Girls in Punjab learn weaving at a young age and they specially make durries at this age. Durries are a pile less cotton spread, which can be used on a bed or on the floor. They are woven in different sizes in different designs, which range from geometrical patterns, animals, birds, leaves and flowers. Carpet weaving has not developed on a large scale as weaving of durries. Mani Majra outside Chandigarh makes distinctive textures and designs. Bathinda makes durries from a plant whose fibre has a very different texture.
Attractive leatherwork is also a craft in Punjab. Rich gold and multi coloured threads are used to embellish and lend a tinge of royalty to the jootis, which are made from leather of different shades. Muktsar near Faridkot is well known for jootis. There one can find jootis embellished with zari (gold thread), salma and tilla.

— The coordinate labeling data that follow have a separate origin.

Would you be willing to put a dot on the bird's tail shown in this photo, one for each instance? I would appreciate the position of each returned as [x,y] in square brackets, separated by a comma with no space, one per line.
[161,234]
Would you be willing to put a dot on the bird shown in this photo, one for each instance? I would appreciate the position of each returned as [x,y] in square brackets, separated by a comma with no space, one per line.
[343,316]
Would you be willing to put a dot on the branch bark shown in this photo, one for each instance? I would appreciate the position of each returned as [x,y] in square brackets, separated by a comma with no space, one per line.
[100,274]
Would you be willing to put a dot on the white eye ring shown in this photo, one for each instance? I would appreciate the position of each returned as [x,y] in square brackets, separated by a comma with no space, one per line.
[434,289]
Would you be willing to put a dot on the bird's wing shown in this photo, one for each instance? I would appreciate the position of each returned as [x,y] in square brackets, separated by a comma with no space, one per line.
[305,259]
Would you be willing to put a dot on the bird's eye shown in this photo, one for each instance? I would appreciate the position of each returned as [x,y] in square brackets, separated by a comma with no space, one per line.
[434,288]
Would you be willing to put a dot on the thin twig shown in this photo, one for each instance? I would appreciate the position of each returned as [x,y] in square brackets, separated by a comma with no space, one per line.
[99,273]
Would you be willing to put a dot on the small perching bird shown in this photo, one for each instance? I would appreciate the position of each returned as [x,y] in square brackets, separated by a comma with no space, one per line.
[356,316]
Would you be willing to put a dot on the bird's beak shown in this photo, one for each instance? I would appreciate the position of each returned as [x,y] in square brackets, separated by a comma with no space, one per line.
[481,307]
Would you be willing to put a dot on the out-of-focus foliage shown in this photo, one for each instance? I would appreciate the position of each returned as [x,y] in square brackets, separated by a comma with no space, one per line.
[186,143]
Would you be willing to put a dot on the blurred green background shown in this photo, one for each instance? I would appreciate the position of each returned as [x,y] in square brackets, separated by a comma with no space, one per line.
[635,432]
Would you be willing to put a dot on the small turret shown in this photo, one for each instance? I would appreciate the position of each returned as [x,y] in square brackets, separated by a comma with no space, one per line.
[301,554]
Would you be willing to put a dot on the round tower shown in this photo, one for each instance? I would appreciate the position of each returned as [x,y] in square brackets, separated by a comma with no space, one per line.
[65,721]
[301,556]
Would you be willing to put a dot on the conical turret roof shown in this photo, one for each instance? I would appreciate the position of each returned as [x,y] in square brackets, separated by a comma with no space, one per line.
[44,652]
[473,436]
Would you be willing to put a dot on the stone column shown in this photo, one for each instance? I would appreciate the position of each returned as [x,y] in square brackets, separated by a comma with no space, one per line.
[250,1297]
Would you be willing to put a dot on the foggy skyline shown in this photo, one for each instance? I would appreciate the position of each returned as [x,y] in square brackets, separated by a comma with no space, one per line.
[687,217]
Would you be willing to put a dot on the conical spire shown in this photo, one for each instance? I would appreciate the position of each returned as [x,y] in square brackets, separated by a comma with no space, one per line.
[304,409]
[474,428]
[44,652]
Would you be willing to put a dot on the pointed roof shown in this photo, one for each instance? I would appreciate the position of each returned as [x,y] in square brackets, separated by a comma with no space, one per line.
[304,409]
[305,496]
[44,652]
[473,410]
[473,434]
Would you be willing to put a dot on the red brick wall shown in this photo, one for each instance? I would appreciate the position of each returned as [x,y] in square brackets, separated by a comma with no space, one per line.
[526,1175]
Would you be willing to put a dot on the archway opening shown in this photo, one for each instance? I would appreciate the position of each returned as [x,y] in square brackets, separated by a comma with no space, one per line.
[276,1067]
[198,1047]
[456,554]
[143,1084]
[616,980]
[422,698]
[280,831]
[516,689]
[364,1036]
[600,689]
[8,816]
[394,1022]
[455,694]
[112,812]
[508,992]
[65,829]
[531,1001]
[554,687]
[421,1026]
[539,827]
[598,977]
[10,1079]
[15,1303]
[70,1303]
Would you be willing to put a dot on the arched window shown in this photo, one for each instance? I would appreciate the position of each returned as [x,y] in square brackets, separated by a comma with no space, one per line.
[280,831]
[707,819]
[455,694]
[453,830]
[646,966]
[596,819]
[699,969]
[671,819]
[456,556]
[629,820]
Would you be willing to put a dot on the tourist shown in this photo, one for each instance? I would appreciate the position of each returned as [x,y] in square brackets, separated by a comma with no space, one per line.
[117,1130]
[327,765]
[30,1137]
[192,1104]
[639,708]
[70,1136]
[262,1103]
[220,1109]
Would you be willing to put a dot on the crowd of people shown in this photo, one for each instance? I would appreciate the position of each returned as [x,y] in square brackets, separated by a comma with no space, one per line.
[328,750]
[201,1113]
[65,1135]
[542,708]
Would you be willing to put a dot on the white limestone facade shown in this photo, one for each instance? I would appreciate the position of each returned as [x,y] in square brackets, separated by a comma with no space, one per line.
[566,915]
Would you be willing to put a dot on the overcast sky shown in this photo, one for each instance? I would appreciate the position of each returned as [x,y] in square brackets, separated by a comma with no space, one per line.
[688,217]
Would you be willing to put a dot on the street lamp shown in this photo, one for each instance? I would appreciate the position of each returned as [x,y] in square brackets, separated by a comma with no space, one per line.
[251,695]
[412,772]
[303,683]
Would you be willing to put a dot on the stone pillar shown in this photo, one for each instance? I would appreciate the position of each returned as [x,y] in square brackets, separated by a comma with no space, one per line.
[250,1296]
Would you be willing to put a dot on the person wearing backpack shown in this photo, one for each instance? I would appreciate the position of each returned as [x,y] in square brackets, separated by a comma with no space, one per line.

Parandis are another form of Punjab handicraft, which are the testaments of refined craftworks of the artisans. These come is various hues and designs and are available everywhere in the state. However best varieties of Parandis can be found in Ludhiana, Hoshiarpur, Nikodar, Amritsar, Jalandhar.
Dolls of Punjab have also garnered much popularity, especially the Punjabi bride and the bhangra (a lively fold dance) dolls. These are adorned with vibrant colours and are dressed in beautiful attires. Chandigarh is known to be the most important centre of doll making.
Mud works of Punjab further add to the dexterity of the craftsmen of Punjab. Mud works turn the dull materials into masterpieces of art. Plastering of walls with mud and thereby drawing charming motifs on them has become a popular practice in the state.
Embroidery is mostly practiced by the women of Punjab which exhibit a number of gorgeous motifs and designs adorning various artefacts. Needle work is known to be excellent in Punjab and depiction of wonderful aspects of life through embroidery is the testament of the sheer artistic excellence. Duppattas, chunnis, shirts, salwars, jackets and other articles are woven and richly adorned with embroideries in Punjab.
Paintings of Punjab are another admirable craftwork which deserves special mention. Mural paintings and frescos are showcases spectacular beauty. Such paintings are mainly done on gates, ceilings or walls.
Folk toys of Punjab show blends of artistry and social values. The earliest examples of these crafts can be traced back to the time of Indus Valley Civilization. Starting from numerous forms of terracotta toys, this craft has greatly evolved over time to present some of the exquisite pieces of artwork.
Basketry is practiced in several parts of Punjab since time immemorial. Mostly the women in villages are involved in this craft which serves as a source of employment for them. Initially baskets were made solely for household purposes but with time their utility diversified and aesthetic value increased.
Other Crafts of Punjab
Apart from these, other crafts of Punjab include Metalwork, Papier Mache, Sarcanda (a kind of tough and thick elastic grass), Chhaj, Moorras and many others.